Muriel: Even when I was writing my romances and I had the agent I thought, well if she ever wants to meet me, what I’m going to do is get Robin to impersonate me and go to the meeting because I didn’t want her to know how old I was. And agents want a writer who turns out a book every year, you know. That’s what she’s building. And if you’re in your seventies, or however old I was, the chances of writing a book every year is slim. So I was going to get Robin to meet her.

Wendell: You didn’t, did you?

Muriel: No, but that’s what I had planned if (the agent) had come to the Cape and wanted to meet me.

Wendell: That’s a good story right there.

Wendell, Grand Canyon (?), circa 1952

Muriel: I never told Robin that, but that’s what I was going to do.

Dell: Thanks for talking.

Muriel: You’re welcome. Any time you want to talk. When I wrote my family history I probably didn’t put anything in about writing, did I?

Dell: Probably not.

Muriel: I was just writing about the family. I think Laurie was the one who kept bugging me to do it and I think she wanted to know who the relatives were and who we’re all related to. That’s what I was trying to get across.

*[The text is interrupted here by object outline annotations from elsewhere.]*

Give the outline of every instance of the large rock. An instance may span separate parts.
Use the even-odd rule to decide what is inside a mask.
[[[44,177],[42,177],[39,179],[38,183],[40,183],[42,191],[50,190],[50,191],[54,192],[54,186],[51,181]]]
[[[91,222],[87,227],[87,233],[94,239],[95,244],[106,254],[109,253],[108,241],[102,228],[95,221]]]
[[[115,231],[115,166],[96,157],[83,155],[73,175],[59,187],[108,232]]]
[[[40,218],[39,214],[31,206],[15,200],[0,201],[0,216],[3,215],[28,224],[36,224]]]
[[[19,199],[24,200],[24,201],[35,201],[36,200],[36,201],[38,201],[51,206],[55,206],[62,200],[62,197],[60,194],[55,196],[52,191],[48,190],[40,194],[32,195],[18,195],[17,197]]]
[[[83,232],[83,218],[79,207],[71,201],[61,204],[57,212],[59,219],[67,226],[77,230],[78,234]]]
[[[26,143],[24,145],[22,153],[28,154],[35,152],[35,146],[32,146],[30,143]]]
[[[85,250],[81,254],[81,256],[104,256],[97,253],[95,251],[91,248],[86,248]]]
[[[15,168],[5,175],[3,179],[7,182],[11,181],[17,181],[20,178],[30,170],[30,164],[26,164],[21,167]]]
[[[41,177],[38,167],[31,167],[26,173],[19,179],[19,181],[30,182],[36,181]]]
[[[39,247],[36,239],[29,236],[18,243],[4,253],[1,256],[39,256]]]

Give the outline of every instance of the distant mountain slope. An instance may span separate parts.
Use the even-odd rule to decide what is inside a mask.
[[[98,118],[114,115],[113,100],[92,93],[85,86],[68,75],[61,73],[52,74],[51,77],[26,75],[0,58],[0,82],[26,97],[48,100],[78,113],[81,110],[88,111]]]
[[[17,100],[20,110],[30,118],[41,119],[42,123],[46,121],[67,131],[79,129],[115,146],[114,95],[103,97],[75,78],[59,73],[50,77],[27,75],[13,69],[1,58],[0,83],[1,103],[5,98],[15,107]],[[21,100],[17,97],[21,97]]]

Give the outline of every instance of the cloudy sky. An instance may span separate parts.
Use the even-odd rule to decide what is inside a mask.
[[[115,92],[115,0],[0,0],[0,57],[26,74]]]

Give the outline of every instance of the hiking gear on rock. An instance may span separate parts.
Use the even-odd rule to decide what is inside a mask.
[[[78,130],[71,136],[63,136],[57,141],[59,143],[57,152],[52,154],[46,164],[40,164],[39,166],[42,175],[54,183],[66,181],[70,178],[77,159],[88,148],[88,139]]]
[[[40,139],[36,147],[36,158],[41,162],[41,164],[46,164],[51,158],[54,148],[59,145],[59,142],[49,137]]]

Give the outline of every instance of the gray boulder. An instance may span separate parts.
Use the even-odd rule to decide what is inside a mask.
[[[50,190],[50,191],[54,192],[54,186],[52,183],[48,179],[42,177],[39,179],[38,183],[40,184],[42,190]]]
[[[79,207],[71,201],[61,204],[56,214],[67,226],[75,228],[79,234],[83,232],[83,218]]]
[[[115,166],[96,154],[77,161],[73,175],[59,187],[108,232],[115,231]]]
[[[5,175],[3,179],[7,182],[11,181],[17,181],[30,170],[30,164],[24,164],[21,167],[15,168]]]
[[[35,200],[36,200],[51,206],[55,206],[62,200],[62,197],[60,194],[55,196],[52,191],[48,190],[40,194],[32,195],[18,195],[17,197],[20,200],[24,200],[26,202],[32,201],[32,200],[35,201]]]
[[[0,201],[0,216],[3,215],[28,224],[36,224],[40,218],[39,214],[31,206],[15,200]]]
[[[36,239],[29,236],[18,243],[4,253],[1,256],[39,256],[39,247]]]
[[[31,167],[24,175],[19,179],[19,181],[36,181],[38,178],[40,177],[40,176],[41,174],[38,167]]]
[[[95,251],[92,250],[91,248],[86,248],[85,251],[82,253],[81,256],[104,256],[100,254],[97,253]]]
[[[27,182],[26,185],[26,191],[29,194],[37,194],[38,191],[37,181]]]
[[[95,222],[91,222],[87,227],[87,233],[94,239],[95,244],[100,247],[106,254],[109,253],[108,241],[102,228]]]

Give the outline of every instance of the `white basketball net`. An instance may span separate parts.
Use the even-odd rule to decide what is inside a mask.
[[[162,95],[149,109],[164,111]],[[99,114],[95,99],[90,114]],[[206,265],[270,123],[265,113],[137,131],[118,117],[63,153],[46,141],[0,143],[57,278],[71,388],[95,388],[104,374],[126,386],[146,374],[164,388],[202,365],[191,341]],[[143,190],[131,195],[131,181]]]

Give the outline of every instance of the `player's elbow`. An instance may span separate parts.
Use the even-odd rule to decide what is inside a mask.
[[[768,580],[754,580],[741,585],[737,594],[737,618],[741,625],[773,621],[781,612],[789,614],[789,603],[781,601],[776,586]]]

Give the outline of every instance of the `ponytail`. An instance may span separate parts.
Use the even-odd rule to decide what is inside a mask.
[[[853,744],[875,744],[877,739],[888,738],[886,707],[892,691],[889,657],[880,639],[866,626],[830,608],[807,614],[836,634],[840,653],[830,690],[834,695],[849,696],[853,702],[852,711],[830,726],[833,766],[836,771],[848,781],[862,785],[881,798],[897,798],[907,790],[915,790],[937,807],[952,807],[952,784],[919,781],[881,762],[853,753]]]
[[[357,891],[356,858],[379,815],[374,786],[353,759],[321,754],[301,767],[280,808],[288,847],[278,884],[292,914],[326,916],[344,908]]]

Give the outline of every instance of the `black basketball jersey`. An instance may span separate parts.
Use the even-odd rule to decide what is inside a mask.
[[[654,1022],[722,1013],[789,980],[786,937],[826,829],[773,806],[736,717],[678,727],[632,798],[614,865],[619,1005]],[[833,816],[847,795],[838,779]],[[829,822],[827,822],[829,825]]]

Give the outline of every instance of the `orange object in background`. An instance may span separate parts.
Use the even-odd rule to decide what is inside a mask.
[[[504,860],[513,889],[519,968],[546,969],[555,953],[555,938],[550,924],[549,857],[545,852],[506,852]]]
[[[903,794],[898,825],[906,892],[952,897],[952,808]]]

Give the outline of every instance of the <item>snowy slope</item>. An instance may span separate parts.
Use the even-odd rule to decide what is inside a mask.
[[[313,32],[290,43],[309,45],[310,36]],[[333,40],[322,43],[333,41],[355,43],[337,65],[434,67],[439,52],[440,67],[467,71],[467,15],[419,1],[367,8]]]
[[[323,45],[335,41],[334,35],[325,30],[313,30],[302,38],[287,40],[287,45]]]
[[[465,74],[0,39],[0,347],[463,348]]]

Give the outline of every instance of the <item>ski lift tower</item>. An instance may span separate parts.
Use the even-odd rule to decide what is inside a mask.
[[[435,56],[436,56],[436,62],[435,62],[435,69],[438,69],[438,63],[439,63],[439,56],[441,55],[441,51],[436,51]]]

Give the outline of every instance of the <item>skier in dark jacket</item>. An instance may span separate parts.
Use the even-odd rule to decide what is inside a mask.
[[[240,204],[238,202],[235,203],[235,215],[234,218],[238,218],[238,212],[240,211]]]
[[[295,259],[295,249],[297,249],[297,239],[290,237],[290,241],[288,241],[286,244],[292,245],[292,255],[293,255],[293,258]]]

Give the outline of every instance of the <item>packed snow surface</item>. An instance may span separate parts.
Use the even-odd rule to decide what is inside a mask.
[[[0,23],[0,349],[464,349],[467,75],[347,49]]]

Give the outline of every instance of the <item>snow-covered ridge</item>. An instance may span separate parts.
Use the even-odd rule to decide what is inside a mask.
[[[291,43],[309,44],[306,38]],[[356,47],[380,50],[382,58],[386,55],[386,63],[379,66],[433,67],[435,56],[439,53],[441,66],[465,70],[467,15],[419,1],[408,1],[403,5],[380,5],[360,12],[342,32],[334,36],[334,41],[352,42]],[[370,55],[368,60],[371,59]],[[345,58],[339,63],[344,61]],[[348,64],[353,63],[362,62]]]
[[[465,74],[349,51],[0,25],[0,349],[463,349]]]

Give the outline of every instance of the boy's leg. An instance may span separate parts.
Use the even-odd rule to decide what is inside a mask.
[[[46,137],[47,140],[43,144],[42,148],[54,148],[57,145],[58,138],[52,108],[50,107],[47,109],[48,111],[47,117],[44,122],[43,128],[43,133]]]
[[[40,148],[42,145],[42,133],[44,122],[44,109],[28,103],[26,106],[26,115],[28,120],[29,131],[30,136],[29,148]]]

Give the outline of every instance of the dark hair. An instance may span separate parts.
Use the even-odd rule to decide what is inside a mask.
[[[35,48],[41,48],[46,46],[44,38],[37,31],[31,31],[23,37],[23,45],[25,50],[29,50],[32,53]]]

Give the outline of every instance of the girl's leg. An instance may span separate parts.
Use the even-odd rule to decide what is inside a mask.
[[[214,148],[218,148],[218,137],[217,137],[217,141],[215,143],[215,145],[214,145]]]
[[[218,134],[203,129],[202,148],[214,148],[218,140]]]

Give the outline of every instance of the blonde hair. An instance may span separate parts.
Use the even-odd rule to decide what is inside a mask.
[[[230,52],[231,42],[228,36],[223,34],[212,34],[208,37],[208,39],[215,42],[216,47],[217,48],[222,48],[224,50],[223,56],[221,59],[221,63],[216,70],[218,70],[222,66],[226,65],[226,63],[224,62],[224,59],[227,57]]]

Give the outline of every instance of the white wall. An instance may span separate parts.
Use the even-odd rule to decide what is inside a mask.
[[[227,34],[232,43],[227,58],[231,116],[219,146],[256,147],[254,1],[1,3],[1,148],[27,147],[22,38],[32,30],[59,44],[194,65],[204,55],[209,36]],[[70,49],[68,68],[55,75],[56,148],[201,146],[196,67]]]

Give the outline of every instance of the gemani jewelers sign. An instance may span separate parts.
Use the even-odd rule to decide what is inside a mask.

Wendell: That’s what I have to do.

Muriel: Yeah, now she’s bugging dad to do it.

Dell: That would be something you could get down pretty easily.

Wendell: Yeah.

Muriel: You could do it on the new baby (a new computer they bought). I haven’t tried writing anything on it yet but it would probably be fast.

Dell: Well he hasn’t even used the word processor before. He likes to write longhand. (To Wendell) You have to get her to transcribe it for you.

Muriel: I don’t know if I could write a book in longhand. I mean, the thing with a computer is your brain works so fast you know when you’re thinking and so does the computer work fast, so that’s good. But to write long hand which I’ve tried to do, it’s a long tedious job to write. And your brain is right over here about a mile away from your writing, you see what I mean?

Dell: Yeah, but on the other hand you are concentrating on what you’re writing so that by the time you get to the end of the sentence—

Muriel: Your brain has caught up with you?

Dell: Yeah, well it forces you to stick with the sentence and maybe you were changing the words as you went.

Muriel: Yeah. But sometimes you get these wonderful thoughts and you just want to get it down so you don’t forget it. It’s just the right combination of words and it’s just flowing. Which comes out great on the computer but in longhand it would be… (laughs).

Dell: Right. Good point. Get it out. Well, he (points to Wendell) used to bang away on a typewriter.

Wendell: Yeah. I like to write longhand, too.

Dell: Do you still have a typewriter?

Wendell: No.

Muriel: The first computer I ever bought from Steve Green, the only reason I bought it was to write on.

Wendell: Well, if you have any more questions, let us know.

Dell: This has been Wendell and Muriel Smith, chatting with Dell Smith on May 25th, 2009 in Holmes Beach, Florida.

Muriel and Wendell Smith, Cindy Mitchell, and the Unreliable Narrator, Holmes Beach on Anna Maria Island, 2009.

5 comments:

Cynthia Sherrick said...

Thanks Dell! This is a wonderful interview. And I love the old photos. Really beautiful. :)

Dell Smith said...

I'm glad we have this. Also, been scanning a lot of old photos.

Laurie Smith Murphy said...

Love your interviews with Mom and Dad! Thanks so much for doing this, Dell. I feel like I'm in the living room with you.

Liz's Mom said...

I love your mom. She is so honest, matter-of-fact, straightforward and dear.

Wonderful photos !

I am so glad you taped this interview and transcribed it, worth every minute.

Dell Smith said...

Thanks Liz's Mom. There's more to come, lots of photos, and other writing.